Indian logician and author of Kamasutra from a courtly lineage

 Mallanāga Vātsyāyana (Sanskrit : वात्स्यायन) was an ancient Indian philosopher, known for authoring the Kama Sutra. He lived in India during the second or third century CE, probably in Pataliputra (modern day Patna in Bihar).

He is not to be confused with Pakṣilasvāmin Vātsyāyana, the author of Nyāya Sutra Bhāshya, the first preserved commentary on Gotama's Nyāya Sutras.

==Biography==

Basudeva Vatsayana was the father of Mallanaga Vatsayana. Vātsyāyana's interest in refined human love, including sexual behavior, as a means of fulfillment, was recorded in his treatise Kama Sutra. Mallanaga Vatsayana's key disciple and son was Achutya Vatsayana, whose son was Kalyana Vatsayana who was mentored by his own grandsire Mallanaga Vatsayana.

At the close of the Kama Sutra, this is what he writes about himself:

After reading and considering the works of Babhravya and other ancient authors, and thinking over the meaning of the rules given by them, this treatise was composed, according to the precepts of the Holy Writ, for the benefit of the world, by Vatsyayana, while leading the life of a religious student at Benares, and wholly engaged in the contemplation of the Deity. This work is not to be used merely as an instrument for satisfying our desires. A person acquainted with the true principles of this science, who preserves his Dharma (virtue or religious merit), his Artha (worldly wealth) and his Kama (pleasure or sensual gratification), and who has regard to the customs of the people, is sure to obtain the mastery over his senses. In short, an intelligent and knowing person attending to Dharma and Artha and also to Kama, without becoming the slave of his passions, will obtain success in everything that he may do.

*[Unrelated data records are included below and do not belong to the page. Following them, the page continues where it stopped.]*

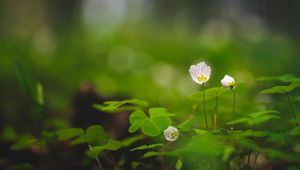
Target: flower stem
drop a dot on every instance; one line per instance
(97, 159)
(216, 112)
(292, 105)
(233, 107)
(204, 110)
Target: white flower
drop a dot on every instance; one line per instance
(171, 133)
(228, 82)
(200, 73)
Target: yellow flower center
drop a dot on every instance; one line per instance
(202, 77)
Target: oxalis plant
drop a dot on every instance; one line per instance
(228, 137)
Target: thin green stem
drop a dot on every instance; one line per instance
(97, 159)
(216, 112)
(292, 105)
(255, 160)
(204, 110)
(233, 107)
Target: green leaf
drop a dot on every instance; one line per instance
(261, 113)
(282, 89)
(283, 78)
(210, 93)
(238, 121)
(66, 134)
(178, 165)
(159, 120)
(136, 120)
(295, 120)
(206, 144)
(151, 154)
(9, 134)
(39, 94)
(111, 145)
(150, 128)
(295, 131)
(31, 87)
(113, 106)
(246, 143)
(23, 142)
(80, 140)
(262, 119)
(228, 151)
(251, 133)
(24, 166)
(143, 147)
(95, 135)
(185, 125)
(200, 131)
(135, 164)
(129, 141)
(277, 89)
(162, 122)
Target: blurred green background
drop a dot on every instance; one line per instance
(139, 48)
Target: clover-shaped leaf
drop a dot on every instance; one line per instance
(158, 120)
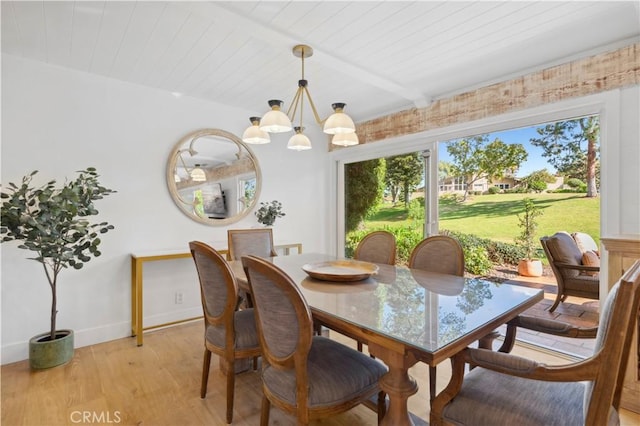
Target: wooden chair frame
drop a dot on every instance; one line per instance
(228, 354)
(378, 241)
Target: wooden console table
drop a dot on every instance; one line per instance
(137, 262)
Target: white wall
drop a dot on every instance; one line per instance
(58, 121)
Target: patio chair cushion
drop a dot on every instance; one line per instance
(564, 249)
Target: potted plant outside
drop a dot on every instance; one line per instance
(52, 223)
(530, 266)
(269, 212)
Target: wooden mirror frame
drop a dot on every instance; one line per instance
(190, 144)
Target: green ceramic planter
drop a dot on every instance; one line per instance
(45, 353)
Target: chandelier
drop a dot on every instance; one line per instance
(338, 124)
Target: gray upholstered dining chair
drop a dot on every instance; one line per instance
(504, 389)
(254, 241)
(229, 333)
(377, 247)
(574, 276)
(442, 254)
(304, 375)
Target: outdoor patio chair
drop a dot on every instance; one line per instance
(504, 389)
(575, 273)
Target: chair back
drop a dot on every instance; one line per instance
(438, 253)
(613, 344)
(283, 318)
(562, 248)
(377, 247)
(245, 242)
(218, 288)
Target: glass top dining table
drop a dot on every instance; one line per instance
(405, 315)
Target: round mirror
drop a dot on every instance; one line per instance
(213, 177)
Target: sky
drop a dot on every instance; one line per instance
(535, 160)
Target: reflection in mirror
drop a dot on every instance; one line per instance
(213, 177)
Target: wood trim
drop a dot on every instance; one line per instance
(599, 73)
(622, 252)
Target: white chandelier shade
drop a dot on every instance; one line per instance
(254, 135)
(275, 121)
(339, 122)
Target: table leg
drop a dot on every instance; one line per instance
(397, 383)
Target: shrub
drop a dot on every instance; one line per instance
(575, 183)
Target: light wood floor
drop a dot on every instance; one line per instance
(158, 384)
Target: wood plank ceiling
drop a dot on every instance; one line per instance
(378, 57)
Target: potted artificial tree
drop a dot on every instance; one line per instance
(529, 266)
(52, 222)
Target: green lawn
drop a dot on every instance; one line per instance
(495, 216)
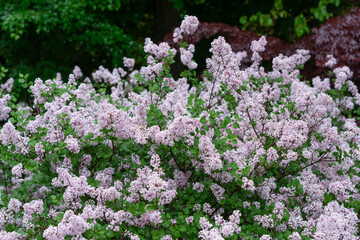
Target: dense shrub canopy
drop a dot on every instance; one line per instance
(137, 154)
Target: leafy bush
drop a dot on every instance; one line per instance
(241, 154)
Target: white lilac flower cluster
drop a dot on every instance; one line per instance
(242, 154)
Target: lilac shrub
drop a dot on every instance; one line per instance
(233, 153)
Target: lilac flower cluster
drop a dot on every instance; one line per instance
(242, 154)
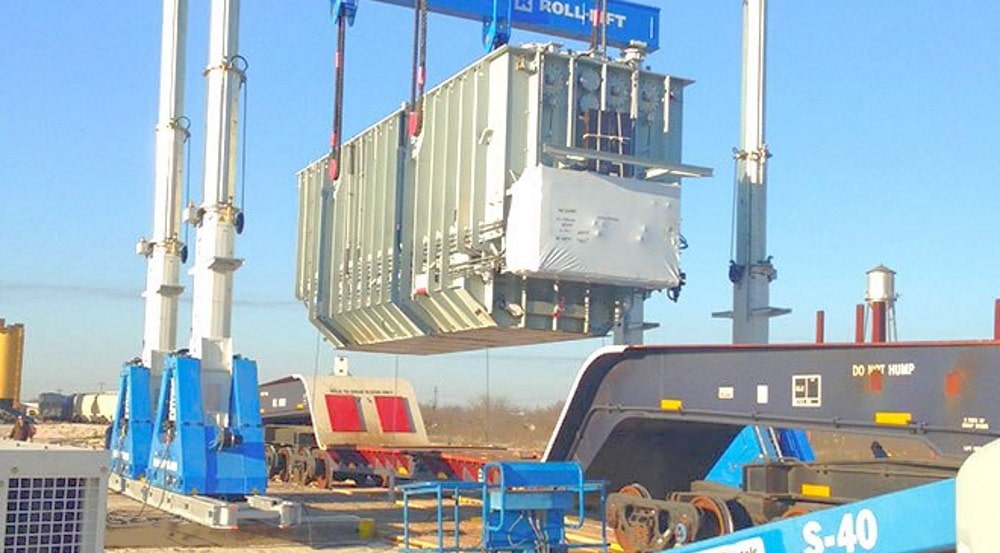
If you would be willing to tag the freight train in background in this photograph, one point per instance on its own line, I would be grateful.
(88, 407)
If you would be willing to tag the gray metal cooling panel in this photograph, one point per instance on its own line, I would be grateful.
(406, 251)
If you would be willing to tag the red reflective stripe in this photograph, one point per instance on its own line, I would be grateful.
(343, 413)
(393, 414)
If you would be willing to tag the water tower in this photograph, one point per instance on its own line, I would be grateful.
(880, 297)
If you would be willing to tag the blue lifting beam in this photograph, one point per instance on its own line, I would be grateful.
(626, 22)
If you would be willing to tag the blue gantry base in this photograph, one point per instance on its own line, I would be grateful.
(177, 448)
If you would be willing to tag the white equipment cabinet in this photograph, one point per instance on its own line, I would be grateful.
(55, 498)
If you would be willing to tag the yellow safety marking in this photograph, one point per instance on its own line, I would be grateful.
(893, 418)
(671, 405)
(816, 490)
(366, 528)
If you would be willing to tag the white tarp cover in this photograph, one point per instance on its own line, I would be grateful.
(573, 225)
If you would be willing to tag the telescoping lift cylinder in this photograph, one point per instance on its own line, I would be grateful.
(541, 202)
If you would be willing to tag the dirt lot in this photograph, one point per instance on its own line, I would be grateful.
(331, 515)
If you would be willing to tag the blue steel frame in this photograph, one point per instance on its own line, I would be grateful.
(917, 520)
(130, 437)
(749, 447)
(627, 21)
(184, 453)
(522, 503)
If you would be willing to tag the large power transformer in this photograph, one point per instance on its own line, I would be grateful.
(540, 202)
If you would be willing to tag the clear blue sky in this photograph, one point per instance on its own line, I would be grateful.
(883, 119)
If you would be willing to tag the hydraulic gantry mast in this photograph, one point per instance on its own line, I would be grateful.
(218, 219)
(751, 272)
(202, 435)
(164, 251)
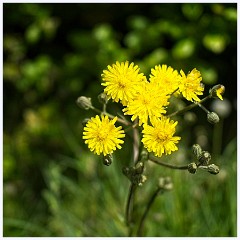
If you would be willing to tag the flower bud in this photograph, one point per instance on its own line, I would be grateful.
(107, 160)
(192, 168)
(102, 98)
(213, 169)
(217, 91)
(165, 183)
(212, 117)
(139, 168)
(204, 158)
(84, 121)
(197, 150)
(84, 102)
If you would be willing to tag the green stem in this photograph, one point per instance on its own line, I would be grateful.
(189, 107)
(150, 203)
(129, 206)
(154, 159)
(120, 120)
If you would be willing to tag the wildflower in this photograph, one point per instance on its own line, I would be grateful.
(122, 81)
(159, 138)
(190, 85)
(220, 91)
(217, 91)
(165, 77)
(148, 104)
(102, 136)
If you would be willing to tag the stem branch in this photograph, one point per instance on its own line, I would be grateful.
(189, 107)
(154, 159)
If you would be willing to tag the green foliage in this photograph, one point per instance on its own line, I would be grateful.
(53, 53)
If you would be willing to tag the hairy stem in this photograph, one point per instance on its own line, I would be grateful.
(155, 160)
(120, 120)
(189, 107)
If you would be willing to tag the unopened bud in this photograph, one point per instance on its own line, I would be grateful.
(139, 168)
(107, 160)
(84, 102)
(213, 169)
(204, 158)
(142, 179)
(192, 168)
(84, 121)
(102, 98)
(212, 117)
(197, 150)
(144, 155)
(217, 91)
(165, 183)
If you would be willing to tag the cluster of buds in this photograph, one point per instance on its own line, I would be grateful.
(203, 159)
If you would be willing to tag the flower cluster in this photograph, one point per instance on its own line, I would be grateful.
(146, 102)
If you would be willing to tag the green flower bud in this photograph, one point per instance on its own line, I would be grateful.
(84, 121)
(213, 169)
(84, 102)
(197, 150)
(165, 183)
(204, 158)
(139, 168)
(217, 91)
(107, 160)
(102, 98)
(212, 117)
(192, 168)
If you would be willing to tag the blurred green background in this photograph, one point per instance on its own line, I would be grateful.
(53, 53)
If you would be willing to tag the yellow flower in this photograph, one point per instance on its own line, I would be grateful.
(148, 104)
(122, 81)
(190, 85)
(159, 138)
(165, 77)
(102, 136)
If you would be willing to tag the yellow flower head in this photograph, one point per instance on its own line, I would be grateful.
(190, 85)
(159, 138)
(102, 136)
(122, 81)
(165, 77)
(148, 104)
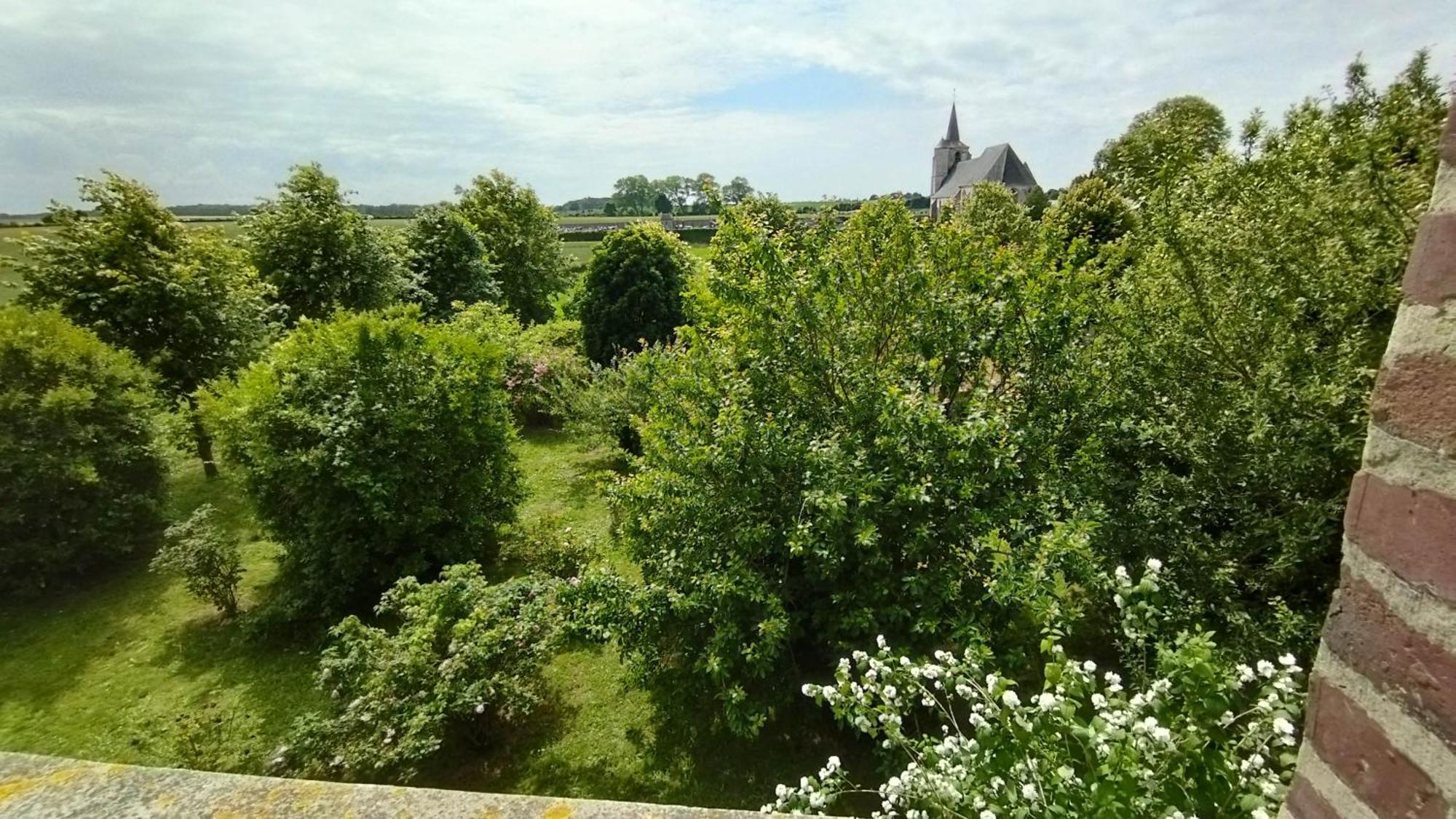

Some believe that he must have lived between the 1st and 6th century CE, on the following grounds: He mentions that Satakarni Satavahana, a king of Kuntala, killed Malayevati his wife with an instrument called Katari by striking her in the passion of love. Vatsyayana quotes this case to warn people of the danger arising from some old customs of striking women when under the influence of sexual passion. This king of Kuntal is believed to have lived and reigned, consequently Vatsyayana must have lived after him. On the other hand, another author, Varahamihira, in the eighteenth chapter of his "Brihatsanhita", discusses of the science of love, and appears to have borrowed largely from Vatsyayana on the subject. Some believe that Varahamihira lived during the 6th century and therefore Vatsyayana must have written his works before the 6th century.